This project uses Git LFS. Make sure to install it before cloning the repository. See Git LFS. If the bandwidth is exceeded, you can use the mirror on Gitlab: gitlab.com/Maeeen/ma1-ml-proj2.
The project is organized as follows
/checkpoints # Saved model checkpoints for different architectures
/data # Train and test data
/notebooks # Past experiments
/src/road_segmentation # Source code
/models # Models definitions
/utils # Utility functions
mask_to_submission.py # Somes functions related to submissions
submission_to_mask.py # Somes functions related to submissions
/submissions # Generated submission files for AIcrowd
infos.md # Submissions and checkpoints descriptions
main.ipynb # Training code
predict.py # Generate predictions on the test set using a trained model.
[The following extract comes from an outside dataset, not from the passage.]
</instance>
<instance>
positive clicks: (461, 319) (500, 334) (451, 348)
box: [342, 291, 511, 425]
Using Unet by default.
First, make sure to clone the repository and to place you on the main
branch.
Dependencies can be managed by conda in the following way. This ensures reproducibility of the environment at the libraries level.
conda env create -f environment.yml
conda activate road-segmentation
# Install pytorch, torchvision, torchaudio, torchinfo
conda install -c conda-forge torchinfo
pip install -e .
Note: make sure to install pytorch with the right version for your system. You can follow the instructions here.